When Ms. Bennett’s friend asked what that meant, Ms. Bennett explained that an outside job would still be with the administration, but “just not interacting with him.”
She also told her friend, in the same series of texts, that she trusted Ms. DesRosiers but was worried about Mr. Cuomo’s reaction: “I just said I didn’t want him to find out and get mad.”
Two days later, on June 12, Ms. DesRosiers told Ms. Bennett she would be transferred to a new position as a health policy adviser, still working in the executive branch, but in a different part of the Capitol. Her new job was announced in a June 17 email to Department of Health officials. “Welcome Charlotte!” it concluded.
Later that month, Ms. Bennett met with Ms. Mogul, a special counsel to the governor, and repeated her claims. She said, however, that she soon decided to “let this go and move on.”

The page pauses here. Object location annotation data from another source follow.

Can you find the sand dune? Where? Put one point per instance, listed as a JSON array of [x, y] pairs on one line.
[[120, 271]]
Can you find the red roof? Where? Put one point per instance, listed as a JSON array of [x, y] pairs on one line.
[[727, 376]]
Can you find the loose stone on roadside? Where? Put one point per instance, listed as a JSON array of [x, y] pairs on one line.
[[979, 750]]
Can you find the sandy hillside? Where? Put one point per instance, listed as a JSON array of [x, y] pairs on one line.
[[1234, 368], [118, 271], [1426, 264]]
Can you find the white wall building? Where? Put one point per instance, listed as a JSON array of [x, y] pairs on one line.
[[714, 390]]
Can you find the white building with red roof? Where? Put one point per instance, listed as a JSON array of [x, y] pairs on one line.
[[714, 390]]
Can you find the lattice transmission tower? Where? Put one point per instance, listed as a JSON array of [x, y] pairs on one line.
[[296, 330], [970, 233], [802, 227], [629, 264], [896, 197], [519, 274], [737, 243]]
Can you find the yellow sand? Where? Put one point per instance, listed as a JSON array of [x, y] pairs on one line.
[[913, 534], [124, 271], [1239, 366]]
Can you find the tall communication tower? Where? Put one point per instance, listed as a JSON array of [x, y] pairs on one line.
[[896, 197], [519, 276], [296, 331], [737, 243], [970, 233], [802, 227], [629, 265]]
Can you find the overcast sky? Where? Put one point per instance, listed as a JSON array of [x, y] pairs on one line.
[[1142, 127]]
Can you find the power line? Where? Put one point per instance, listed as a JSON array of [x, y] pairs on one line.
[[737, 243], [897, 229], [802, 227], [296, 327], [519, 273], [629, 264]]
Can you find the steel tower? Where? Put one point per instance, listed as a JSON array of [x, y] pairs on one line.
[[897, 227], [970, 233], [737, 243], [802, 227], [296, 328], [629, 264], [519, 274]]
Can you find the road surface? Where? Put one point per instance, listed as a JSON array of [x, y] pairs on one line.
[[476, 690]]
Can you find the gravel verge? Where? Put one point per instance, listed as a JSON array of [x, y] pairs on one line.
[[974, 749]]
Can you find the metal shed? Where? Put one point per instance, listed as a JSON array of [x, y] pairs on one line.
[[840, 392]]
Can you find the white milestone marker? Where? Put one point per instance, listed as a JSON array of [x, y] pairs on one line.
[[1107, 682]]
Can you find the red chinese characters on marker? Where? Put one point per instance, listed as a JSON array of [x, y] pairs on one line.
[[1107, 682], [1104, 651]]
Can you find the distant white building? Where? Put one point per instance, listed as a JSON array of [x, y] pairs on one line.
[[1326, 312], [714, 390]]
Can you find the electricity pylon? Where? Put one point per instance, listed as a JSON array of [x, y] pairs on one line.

In a statement on Saturday, Beth Garvey, another special counsel to the governor, said that “Ms. Bennett’s concerns were treated with sensitivity and respect and in accordance with applicable law and policy.” She characterized the transfer to a health policy position as fulfilling “a longstanding interest” of Ms. Bennett’s.
Of Ms. Bennett, Ms. Garvey said, “she was consulted regarding the resolution, and expressed satisfaction and appreciation for the way in which it was handled.” Barbara S. Jones, a former federal judge in Manhattan, will lead the outside review into the matter, Ms. Garvey said.